Jordan Wants To Be Regional Hub for Green Climate Fund


[04-11-2021 11:07 AM]

Ammon News - Amman has sent a delegation of some 80 experts, youth and environmental activists to the UN climate change conference in Glasgow, Scotland

(Amman) Jordan is working hard to try to benefit from the worldwide attention now being paid to the needs of developing countries in dealing with the effects of climate change. Jordan’s delegation of some 80 experts, youth and environmental activists to the United Nations Climate Change Conference in Glasgow, Scotland aims to give the country a foot in the door of the vast funding potential coming out of the climate summit that is projected to reach $100 billion.
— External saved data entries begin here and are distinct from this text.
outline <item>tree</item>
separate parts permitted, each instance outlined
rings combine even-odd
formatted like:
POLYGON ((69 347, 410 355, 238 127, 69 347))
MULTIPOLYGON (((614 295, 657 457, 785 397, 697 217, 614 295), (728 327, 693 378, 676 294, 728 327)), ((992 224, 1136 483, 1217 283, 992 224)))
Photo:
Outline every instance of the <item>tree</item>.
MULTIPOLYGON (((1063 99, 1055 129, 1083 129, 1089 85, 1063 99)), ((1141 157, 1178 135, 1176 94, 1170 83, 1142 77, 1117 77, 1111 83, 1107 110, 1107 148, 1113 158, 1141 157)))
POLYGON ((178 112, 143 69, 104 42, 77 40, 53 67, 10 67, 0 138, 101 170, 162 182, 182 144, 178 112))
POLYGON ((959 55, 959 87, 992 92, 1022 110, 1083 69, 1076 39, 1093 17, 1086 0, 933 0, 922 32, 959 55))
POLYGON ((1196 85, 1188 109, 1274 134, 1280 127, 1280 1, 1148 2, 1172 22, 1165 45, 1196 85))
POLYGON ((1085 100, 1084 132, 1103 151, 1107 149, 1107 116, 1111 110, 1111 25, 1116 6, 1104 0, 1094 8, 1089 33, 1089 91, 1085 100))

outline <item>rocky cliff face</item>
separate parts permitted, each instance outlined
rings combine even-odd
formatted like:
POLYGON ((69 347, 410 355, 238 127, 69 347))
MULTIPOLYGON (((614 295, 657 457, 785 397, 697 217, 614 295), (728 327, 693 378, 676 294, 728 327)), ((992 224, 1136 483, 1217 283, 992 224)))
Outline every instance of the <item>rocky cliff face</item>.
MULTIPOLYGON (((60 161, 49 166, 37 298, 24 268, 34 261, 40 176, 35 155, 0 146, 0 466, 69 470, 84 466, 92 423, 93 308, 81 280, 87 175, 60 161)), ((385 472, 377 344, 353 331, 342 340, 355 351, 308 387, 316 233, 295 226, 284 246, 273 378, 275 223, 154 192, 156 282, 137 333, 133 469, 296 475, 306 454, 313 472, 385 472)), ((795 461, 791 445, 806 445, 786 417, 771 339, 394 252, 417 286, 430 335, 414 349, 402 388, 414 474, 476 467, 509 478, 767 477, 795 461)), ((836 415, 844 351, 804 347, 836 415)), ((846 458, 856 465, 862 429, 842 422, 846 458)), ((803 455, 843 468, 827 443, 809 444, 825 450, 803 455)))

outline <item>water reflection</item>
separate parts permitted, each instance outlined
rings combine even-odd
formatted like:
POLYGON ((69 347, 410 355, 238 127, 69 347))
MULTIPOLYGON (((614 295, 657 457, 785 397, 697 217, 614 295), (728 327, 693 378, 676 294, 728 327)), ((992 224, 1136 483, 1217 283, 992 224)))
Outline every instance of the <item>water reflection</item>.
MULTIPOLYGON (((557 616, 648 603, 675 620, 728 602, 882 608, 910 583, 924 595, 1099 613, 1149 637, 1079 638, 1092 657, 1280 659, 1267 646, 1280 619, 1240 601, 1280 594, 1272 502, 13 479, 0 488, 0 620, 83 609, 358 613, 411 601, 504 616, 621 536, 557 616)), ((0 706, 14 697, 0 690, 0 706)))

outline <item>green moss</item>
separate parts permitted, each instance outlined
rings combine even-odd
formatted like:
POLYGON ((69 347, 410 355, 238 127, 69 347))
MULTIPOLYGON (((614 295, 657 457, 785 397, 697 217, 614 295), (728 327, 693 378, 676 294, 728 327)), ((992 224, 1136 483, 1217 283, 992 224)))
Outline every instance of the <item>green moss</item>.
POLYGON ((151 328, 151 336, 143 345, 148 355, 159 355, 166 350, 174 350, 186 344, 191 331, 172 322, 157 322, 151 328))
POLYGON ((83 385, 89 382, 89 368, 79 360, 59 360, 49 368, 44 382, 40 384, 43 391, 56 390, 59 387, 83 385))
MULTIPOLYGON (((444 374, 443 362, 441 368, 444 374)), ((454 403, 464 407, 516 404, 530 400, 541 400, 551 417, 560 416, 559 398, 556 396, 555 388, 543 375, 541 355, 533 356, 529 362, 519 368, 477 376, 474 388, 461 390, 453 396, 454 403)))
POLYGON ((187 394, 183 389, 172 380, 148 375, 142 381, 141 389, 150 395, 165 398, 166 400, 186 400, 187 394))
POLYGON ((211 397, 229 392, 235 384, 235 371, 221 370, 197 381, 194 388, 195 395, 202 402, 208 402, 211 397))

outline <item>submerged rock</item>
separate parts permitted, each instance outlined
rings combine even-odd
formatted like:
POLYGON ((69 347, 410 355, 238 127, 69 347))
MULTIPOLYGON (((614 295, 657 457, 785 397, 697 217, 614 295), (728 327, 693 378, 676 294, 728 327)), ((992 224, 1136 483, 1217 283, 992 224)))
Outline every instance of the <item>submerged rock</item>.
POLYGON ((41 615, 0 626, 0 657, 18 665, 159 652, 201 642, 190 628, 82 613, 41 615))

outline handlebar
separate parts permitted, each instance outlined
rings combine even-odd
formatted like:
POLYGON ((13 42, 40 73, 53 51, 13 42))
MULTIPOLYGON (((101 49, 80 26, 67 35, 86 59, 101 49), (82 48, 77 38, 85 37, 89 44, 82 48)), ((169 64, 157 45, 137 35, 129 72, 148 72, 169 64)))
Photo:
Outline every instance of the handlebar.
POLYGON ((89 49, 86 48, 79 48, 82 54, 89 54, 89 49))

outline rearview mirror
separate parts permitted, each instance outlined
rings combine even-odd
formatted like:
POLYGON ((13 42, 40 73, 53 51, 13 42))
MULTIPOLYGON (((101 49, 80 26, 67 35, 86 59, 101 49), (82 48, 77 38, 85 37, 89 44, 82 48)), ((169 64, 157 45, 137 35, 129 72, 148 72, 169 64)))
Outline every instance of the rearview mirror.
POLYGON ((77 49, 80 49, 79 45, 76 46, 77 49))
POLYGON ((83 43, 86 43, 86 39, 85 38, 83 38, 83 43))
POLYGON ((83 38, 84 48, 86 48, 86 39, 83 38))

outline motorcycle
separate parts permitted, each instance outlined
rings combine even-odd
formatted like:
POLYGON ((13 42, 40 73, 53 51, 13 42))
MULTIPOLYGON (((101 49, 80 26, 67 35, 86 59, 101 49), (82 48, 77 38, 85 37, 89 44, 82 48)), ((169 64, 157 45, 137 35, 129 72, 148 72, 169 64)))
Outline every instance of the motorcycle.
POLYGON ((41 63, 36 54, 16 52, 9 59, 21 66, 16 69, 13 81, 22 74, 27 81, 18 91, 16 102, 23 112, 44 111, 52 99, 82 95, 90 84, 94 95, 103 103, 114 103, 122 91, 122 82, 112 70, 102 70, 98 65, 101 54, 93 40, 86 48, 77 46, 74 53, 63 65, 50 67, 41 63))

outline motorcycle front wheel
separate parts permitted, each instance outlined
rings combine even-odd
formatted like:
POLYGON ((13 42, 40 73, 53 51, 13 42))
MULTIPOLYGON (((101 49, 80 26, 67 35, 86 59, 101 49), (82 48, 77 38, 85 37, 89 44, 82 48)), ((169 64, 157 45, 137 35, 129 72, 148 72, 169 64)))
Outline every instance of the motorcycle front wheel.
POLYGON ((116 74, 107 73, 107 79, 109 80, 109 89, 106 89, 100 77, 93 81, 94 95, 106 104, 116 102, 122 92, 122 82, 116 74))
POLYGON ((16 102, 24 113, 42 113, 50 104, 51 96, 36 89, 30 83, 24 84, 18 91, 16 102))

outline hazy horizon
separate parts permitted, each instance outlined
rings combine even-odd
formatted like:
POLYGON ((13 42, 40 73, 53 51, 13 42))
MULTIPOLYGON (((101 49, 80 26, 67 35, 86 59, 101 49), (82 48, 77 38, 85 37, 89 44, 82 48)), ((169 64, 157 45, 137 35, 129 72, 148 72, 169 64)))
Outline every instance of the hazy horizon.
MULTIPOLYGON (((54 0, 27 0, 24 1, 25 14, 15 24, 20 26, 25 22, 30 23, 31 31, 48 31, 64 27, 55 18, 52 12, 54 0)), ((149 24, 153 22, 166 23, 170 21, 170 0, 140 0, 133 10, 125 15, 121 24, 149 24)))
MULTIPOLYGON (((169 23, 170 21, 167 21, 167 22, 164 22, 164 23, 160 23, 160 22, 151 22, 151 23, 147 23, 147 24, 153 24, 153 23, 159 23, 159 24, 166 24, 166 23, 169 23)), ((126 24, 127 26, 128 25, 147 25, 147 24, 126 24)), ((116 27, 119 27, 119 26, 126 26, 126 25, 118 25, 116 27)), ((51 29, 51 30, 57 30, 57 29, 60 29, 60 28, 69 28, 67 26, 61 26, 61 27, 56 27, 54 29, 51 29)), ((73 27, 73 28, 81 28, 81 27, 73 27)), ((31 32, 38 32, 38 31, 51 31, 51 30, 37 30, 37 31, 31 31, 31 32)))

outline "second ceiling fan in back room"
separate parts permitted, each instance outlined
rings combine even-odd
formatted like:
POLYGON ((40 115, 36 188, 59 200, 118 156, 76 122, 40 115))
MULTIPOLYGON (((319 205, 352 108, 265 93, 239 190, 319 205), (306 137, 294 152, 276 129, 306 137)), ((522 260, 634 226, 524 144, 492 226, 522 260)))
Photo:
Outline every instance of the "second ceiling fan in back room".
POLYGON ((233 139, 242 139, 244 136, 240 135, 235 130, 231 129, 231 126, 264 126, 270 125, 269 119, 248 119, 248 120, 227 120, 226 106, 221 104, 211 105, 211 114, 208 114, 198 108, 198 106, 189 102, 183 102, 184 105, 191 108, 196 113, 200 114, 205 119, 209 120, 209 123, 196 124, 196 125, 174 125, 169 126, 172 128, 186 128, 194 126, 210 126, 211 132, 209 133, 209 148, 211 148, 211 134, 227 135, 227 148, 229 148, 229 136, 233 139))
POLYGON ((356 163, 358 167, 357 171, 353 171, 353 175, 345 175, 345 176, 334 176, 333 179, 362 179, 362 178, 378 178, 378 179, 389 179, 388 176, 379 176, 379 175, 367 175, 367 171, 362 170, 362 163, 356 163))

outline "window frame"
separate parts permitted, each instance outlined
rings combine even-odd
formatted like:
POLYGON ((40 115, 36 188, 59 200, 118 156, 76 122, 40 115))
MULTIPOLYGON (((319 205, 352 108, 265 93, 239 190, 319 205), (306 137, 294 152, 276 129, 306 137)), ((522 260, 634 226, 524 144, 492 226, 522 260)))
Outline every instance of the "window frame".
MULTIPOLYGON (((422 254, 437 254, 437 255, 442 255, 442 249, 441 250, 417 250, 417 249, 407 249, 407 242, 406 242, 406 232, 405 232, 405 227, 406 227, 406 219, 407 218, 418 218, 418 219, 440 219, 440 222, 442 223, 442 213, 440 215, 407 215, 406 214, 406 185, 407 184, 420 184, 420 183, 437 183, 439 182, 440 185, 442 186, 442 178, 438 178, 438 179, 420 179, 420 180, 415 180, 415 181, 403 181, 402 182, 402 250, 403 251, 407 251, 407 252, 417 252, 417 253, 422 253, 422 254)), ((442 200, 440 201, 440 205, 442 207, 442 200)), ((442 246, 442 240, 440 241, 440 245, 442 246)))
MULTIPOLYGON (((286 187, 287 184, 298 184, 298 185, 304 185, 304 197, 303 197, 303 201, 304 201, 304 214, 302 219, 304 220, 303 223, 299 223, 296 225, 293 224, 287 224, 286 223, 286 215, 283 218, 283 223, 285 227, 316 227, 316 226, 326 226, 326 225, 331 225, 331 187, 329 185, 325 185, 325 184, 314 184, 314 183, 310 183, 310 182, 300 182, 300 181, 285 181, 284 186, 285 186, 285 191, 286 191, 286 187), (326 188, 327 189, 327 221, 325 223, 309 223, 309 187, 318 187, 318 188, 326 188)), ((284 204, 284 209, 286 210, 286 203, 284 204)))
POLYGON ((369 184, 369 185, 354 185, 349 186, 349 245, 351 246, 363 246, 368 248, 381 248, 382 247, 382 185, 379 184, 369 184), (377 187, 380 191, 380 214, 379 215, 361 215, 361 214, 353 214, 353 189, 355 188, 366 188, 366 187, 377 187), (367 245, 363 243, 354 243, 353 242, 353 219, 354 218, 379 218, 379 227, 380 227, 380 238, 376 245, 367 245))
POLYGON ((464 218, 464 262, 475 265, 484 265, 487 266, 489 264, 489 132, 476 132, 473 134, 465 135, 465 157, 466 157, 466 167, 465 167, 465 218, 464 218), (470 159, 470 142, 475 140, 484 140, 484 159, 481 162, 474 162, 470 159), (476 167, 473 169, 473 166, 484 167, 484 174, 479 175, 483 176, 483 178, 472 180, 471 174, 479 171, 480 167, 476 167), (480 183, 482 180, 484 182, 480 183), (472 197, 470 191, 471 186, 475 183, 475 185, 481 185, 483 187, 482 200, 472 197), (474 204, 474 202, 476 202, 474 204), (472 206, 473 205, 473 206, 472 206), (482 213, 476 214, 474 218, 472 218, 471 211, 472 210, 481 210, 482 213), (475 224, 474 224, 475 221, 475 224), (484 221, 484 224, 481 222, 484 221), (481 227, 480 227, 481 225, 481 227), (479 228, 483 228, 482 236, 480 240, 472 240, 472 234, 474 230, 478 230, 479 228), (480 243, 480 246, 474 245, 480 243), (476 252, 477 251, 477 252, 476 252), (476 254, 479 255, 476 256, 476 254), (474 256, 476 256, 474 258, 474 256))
Bashar Zaitoon, a freelance environment sustainability consultant, told the Media Line that Jordan suffers from climate change but doesn’t contribute to it. “Jordan’s carbon footprint less than 1%, but the problem is that all countries are affected in one way or another,” he said.

Zaitoon noted that it is usually the poorer countries that are more affected by climate change and that marginalized communities often suffer the most because they are unable to adapt, and because the socioeconomic situation makes them more vulnerable.

Zena Hamdan, an environmental media specialist, told the Media Line that Jordan’s bill for reducing carbon emissions in the kingdom will cost $7 billion.

“According to Jordan’s environment strategy until 2030 that was unveiled in Glasgow, Jordan has pledged to cover 5% of this cost while the rest has to be covered from business and international support,” Hamdan said.

Elham Alabadi, director of the Ibda Al-Balqa organization, which focuses on the environment of Al Arda area in Jordan’s Balqa Governorate, told the Media Line that Jordan is badly affected by the emissions of other countries in the region.

“We are dealing with geographic and regional wars on nature, the hosting of the largest number of refugees and we are among the poorest countries in water. Add to that the fact that the Dead Sea is being reduced all the time,” he said.

Alabadi called for a revitalization of the environmental needs of the country, which he says require huge budgetary resources. “We have a talented population and natural diversity, but we lack resources,” he said.

One of the major areas where Jordan needs to put in a great deal of effort is its absence of any forests.

Ahmad Shreidi, an environmentalist who lives in the Bargesh Forest located north of the capital, Amman, told the Media Line that the need to tackle deforestation is more important than planting new trees.

“We have a big problem in keeping the existing 1% of our lands that have forests. Forests need water and protection from arsonists and looters,” he said. “We have not had a single person tried for intentionally starting fires in our limited forests even though 85% of fires are started by humans and are not accidents.”

Shreidi said that the idea of planting some ten million trees would be a good one if the resources were available to protect and irrigate. “In the first four years, trees need constant irrigation; if 10 days go by without water they will disappear. If we can’t water and protect the forests, it is best to put our efforts into protecting the existing forests,” he said.

Zaitoon said that different formulas are needed for turning Jordan green. “The Badia Desert is 80% of the land of Jordan and we need to make these areas green by planting them with the appropriate plants that might be different than what we need for a forest,” he said.

It is unclear what funding mechanism will emerge out of Glasgow for the green economy global support that has been under discussion. Currently there are two funds: the Green Climate Fund and the Adaptation Fund.

Zaitoon told The Media Line that it is very difficult for countries or national committees to become accredited to manage such funds. Jordan’s Cities and Villages Development Bank is trying to become accredited so that it will able to support green projects in Jordan and possibly beyond. For now, all the money that is coming to Jordan for the environment is channeled through local branches of international agencies. “We need capacity building in this area so as to get the needed funding,” he said.